Mike Mayock previews the 2014 NFL Scouting Combine on marathon conference call

Debby Wong-USA TODAY Sports

Nearly three hours of Mayock in one simple recap.

Mike Mayock is playing catch-up. His fall Saturdays are spent on the Notre Dame broadcast. He spent every Thursday traveling around the country for the NFL Network covering Thursday Night Football. It wasn't until mid-December that Mayock was able to sit down and settle into his film room to do his favorite work of the year: scouting the NFL Draft.

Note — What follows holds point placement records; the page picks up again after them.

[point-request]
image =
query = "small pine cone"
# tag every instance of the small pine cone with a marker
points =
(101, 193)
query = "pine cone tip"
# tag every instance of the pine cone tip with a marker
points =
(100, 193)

Now he's working the phones and grinding the tape. That's how he forms his opinions on players. It's 80 percent what he sees on tape, and the rest is based on workouts, conversations with people around the league and other factors.

"If I'm going to make a mistake, I would rather it be my own," Mayock says.

Yes, Mayock is busy. He only has a few more days before the 2014 NFL Scouting Combine begins and he will be relied upon to spit out hours worth of draft analysis on hundreds of prospects on NFL Network. But he has time for a Tuesday conference call with upwards of 100 reporters. Why not, right? It's good to crawl out of the dark and step away from the film room once in a while. Talking to a bunch of people eager to hear every word that comes out of your mouth isn't so bad, either.

So it begins at 2 p.m. ET. Callers are coming at Mayock in rapid fashion, and he's firing back at an equally blistering pace. It takes 25 minutes before Mayock is asked about Johnny Manziel. Nearly an hour in, Mayock gets his first Michael Sam question.

Before Mayock has batted an eye, an hour goes by. Then another 30 minutes. By then, similar calls with Todd McShay and Mel Kiper Jr. may have been over, but Mayock powers through. Soon, there are technical issues. Either callers are dropping off, unable to match Mayock's will to talk draft, or Andrew, the gentleman running the conference call, is having some trouble punching callers into the call. Either way, Mayock shows signs of frustration.

"Hello?" Mayock says repeatedly.

Finally, the action picks back up. More questions, some repeats. Quarterback talk is sprinkled in seemingly every other question. If Mayock hasn't evaluated a player he is asked about, he admits it, but he has watched most. The call has now gone beyond two hours in length.

Andrew chimes in again.

"Just a few more questions," he says.

Mayock cuts him off. There are still 30 callers waiting in line to ask a question. Mayock wants to get to everyone. His guilty conscience won't let any question go unanswered.

Once again, he powers on. After two hours and 43 minutes, every question is answered. Mayock did it. Here were his key points.

Mayock's key points

- Mayock believes this is the best draft class he has seen in the last 10 years, especially in terms of depth. He qualified that statement by saying multiple executives have told him the same thing.

- Out of Teddy Bridgewater, Johnny Manziel and Blake Bortles, Mayock thinks Bortles is the player with the most developing still to do. Mayock called Bridgewater the most NFL-ready of the prospects at quarterback.

- Mayock is a bit higher on Michigan offensive tackle Taylor Lewan than we are. He said if he makes it to the No. 12 pick, the New York Giants should sprint to the podium. He also compared Lewan to Eric Fisher and Luke Joeckel.

- Mayock did agree with us on the fact that Buffalo linebacker Khalil Mack is a top five player in this draft class. He said that Mack runs like a safety, and has few if any flaws in his game.

- Two lofty comparisons Mayock tossed out: Chris Borland to Kiko Alonso, and Calvin Pryor to Bob Sanders. The Borland comparison is a bit too lofty, but the Pryor one makes some sense. Mayock added that Pryor is bigger and more physical than Sanders.

- Regardless of his torn ACL, Zach Mettenberger was never a first- or second-round pick, according to Mayock. In comparison, Mayock said AJ McCarron is a second - or third-round pick. Our board does not match up with that.